Poomagal S, Malar B, Ranganayaki E M, Deepika K, Dheepak G
PSG College of Technology, Coimbatore, Tamilnadu India.
SN Comput Sci. 2022;3(6):422. doi: 10.1007/s42979-022-01305-8. Epub 2022 Aug 6.
Classifying product reviews is one of the tasks in Natural Language Processing by which the sentiment of the reviewer towards a product can be identified. This identification is useful for the growth of the business by increasing the number of satisfied customers through product quality improvement. Bigram models are more popular in performing this classification since it considers the occurrence of two words consecutively in the reviews. In the existing works on bigram models, semantically similar words to the words present in bigrams are not considered. As the reviewers use different words with the same meaning to express their feeling, we proposed improved bigram models in which semantically similar words to the words in bigrams are also used for classifying the reviews. In the proposed models, sentiment polarity thesaurus is constructed by including sentiment words and their synonyms. The combinations of constructed thesaurus, Synset and Word2Vec are used for extracting synonyms for the words in the reviews.
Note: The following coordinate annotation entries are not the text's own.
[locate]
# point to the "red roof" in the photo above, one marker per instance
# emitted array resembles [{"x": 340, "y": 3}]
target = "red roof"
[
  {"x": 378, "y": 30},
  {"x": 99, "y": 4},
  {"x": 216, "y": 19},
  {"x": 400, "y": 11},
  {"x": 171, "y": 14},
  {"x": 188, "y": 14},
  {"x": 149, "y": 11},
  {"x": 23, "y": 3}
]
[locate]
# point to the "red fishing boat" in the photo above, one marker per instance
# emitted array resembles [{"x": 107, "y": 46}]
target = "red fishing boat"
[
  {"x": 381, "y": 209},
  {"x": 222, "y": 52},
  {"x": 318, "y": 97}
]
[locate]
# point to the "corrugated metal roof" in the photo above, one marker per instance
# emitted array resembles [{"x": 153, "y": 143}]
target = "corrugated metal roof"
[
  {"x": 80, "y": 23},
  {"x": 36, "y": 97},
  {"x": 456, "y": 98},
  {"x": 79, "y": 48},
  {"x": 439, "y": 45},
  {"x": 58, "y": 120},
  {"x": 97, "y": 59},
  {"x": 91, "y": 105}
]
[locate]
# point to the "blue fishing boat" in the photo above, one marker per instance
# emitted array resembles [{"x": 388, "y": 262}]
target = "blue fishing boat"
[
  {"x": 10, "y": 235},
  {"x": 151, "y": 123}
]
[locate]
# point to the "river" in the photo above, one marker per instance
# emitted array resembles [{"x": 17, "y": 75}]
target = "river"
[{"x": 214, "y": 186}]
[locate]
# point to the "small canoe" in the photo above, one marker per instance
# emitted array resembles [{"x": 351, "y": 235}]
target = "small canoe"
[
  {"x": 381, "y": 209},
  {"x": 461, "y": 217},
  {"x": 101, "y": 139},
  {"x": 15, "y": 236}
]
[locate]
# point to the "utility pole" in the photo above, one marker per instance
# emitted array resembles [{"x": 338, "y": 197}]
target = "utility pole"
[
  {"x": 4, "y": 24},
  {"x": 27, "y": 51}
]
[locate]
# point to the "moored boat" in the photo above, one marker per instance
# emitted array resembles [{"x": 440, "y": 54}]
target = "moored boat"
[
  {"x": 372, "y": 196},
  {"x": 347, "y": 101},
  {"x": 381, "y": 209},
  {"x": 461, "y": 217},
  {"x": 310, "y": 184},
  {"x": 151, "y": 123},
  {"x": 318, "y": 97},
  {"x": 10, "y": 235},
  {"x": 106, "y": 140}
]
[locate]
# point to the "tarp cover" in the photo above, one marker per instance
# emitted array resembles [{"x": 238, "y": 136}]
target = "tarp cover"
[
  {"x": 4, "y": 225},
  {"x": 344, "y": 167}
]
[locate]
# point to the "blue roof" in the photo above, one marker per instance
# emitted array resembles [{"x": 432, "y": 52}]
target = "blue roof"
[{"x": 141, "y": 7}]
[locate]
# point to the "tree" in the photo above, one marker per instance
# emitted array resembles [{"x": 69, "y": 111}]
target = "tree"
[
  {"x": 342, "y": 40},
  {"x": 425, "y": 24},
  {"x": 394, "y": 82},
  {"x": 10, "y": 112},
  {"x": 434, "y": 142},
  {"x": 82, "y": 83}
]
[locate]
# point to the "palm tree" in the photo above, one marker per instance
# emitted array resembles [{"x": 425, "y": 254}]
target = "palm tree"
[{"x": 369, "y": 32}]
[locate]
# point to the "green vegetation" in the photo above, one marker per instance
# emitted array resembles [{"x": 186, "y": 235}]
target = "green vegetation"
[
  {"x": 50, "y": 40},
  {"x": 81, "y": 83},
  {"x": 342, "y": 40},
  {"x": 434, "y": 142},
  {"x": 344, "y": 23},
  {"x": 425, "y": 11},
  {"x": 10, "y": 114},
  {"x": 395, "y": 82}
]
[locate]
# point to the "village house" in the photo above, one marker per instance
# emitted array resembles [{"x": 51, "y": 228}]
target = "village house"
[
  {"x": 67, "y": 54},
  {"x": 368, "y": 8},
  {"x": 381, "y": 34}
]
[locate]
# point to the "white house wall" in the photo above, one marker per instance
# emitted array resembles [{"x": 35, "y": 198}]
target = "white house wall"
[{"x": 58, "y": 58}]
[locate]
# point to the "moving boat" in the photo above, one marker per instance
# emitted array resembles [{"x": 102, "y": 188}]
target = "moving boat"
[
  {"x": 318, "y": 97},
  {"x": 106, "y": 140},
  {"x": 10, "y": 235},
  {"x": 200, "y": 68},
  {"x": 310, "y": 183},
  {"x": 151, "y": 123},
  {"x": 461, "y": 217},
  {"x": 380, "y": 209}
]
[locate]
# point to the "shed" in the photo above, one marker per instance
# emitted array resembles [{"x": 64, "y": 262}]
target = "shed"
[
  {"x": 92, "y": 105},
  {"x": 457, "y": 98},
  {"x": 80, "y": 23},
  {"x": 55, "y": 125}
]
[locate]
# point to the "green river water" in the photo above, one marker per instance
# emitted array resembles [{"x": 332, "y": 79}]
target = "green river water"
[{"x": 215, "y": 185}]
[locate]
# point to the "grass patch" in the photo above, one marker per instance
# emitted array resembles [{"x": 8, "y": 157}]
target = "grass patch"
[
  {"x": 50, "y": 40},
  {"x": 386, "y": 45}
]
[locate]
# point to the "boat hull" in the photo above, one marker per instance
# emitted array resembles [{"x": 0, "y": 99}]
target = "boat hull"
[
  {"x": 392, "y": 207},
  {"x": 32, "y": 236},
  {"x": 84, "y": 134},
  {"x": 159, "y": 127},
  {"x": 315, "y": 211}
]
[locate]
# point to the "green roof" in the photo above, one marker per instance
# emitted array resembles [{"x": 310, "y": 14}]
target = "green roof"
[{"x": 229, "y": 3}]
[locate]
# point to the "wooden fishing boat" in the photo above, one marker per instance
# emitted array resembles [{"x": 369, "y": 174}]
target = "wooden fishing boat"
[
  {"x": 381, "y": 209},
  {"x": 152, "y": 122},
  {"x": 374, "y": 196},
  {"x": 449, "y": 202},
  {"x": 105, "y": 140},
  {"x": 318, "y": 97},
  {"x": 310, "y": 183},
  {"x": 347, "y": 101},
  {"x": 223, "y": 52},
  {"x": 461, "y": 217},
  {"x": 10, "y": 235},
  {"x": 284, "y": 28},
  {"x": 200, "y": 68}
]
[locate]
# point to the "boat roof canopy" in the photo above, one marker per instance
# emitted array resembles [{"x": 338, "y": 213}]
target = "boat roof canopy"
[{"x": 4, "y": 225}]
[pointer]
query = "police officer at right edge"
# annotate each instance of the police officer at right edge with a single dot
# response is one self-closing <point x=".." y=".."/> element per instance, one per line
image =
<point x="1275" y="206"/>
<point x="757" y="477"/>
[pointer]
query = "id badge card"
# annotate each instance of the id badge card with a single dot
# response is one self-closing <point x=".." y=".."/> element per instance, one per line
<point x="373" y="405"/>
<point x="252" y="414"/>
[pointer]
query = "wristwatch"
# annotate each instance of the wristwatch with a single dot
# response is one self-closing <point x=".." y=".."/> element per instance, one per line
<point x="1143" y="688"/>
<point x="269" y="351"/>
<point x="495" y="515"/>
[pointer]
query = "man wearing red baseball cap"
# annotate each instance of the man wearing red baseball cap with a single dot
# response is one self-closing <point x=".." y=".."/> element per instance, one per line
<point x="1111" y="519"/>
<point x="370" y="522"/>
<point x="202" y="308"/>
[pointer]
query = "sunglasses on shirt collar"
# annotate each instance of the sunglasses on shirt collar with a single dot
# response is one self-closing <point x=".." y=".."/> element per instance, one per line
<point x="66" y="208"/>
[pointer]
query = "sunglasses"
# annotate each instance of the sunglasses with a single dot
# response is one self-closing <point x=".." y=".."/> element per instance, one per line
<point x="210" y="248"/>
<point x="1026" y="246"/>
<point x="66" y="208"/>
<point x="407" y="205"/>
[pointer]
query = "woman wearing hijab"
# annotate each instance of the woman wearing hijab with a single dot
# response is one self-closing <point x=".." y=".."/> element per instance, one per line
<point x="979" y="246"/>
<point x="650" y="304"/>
Performance of the proposed models is compared with the traditional bigram model and state-of-the-art methods. It is observed from the results that our models are able to achieve better performance than traditional model and recent methods.
对产品评论进行分类是自然语言处理中的任务之一,通过该任务可以识别评论者对产品的情感。这种识别对于企业的发展很有用,因为它可以通过提高产品质量来增加满意客户的数量。双词模型在执行此分类时更受欢迎,因为它考虑了评论中连续出现的两个单词。在现有的双词模型研究中,没有考虑与双词中出现的单词语义相似的词。由于评论者使用不同但意思相同的词来表达他们的感受,我们提出了改进的双词模型,其中与双词中的词语义相似的词也用于对评论进行分类。在所提出的模型中,通过包含情感词及其同义词来构建情感极性同义词库。构建的同义词库、同义词集和词向量的组合用于提取评论中单词的同义词。将所提出模型的性能与传统双词模型和最新方法进行了比较。从结果中可以看出,我们的模型能够比传统模型和最近的方法取得更好的性能。